If you are liberated, nobody will tell you how to live. It’s for you to say: “I am a human being and I belong to the earth, and all opportunities on earth are available to me as long as I use them within the boundaries of the law. I’m the self-liberator; the sky is my limit.”

If you are liberated, you will know that democracy provides space for all of us to articulate ourselves on issues. It provides space for us to say, “No, you cannot cross this boundary.” In a democracy there is no oppression, there is no suppression. That’s why I like democracy: you unleash your potential, be it mentally or physically. Our duty to make a difference Kazenambo Kazenambo

MYD: How did you find inner peace in your political career?
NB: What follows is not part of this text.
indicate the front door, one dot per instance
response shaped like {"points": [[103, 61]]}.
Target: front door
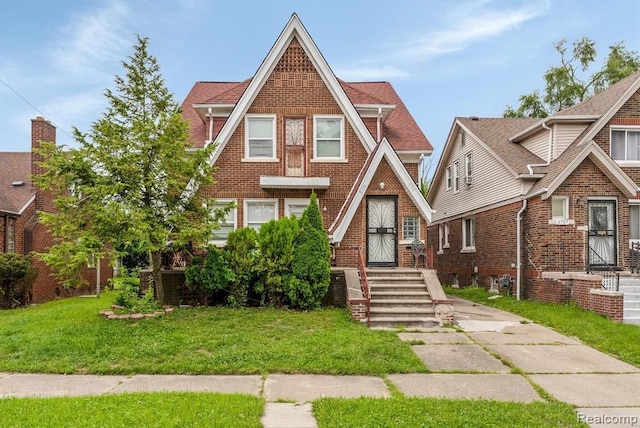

KK: Something that I found to be a guiding principle in life is that you must always be truthful to yourself. Truth is a liberator. Don’t lie to yourself. In many cases I was attacked in the field of politics, but it is my right to question things. Honesty, truthfulness, fairness and justice are my guiding principles; they are my breakfast, they are my lunch, they are my dinner, they are my sleeping pills.

MYD: What has helped you with this mindset?

KK: There is a book I read, called It’s Not Rocket Science, which says that there are no limits. While people are ridiculing your aims and objectives, focus on your aims and objectives. If you want to go for it, go for it. It’s not rocket science – even rocket science was invented by human beings. So always have a positive mind. It’s the world’s duty to put obstacles in your way; it’s your duty to cross those obstacles. As for those who are here to break human beings and break other beings, I am not their friend.

MYD: What wisdom do you want to pass on?

KK: My message is simple. We are here in our different colours, in our different sizes and with our differences. Let us relate and contribute. Our mission should be to improve. Our duty should be to face the challenges together. Let’s listen with respect. Let’s have an environment where we listen and hear one another.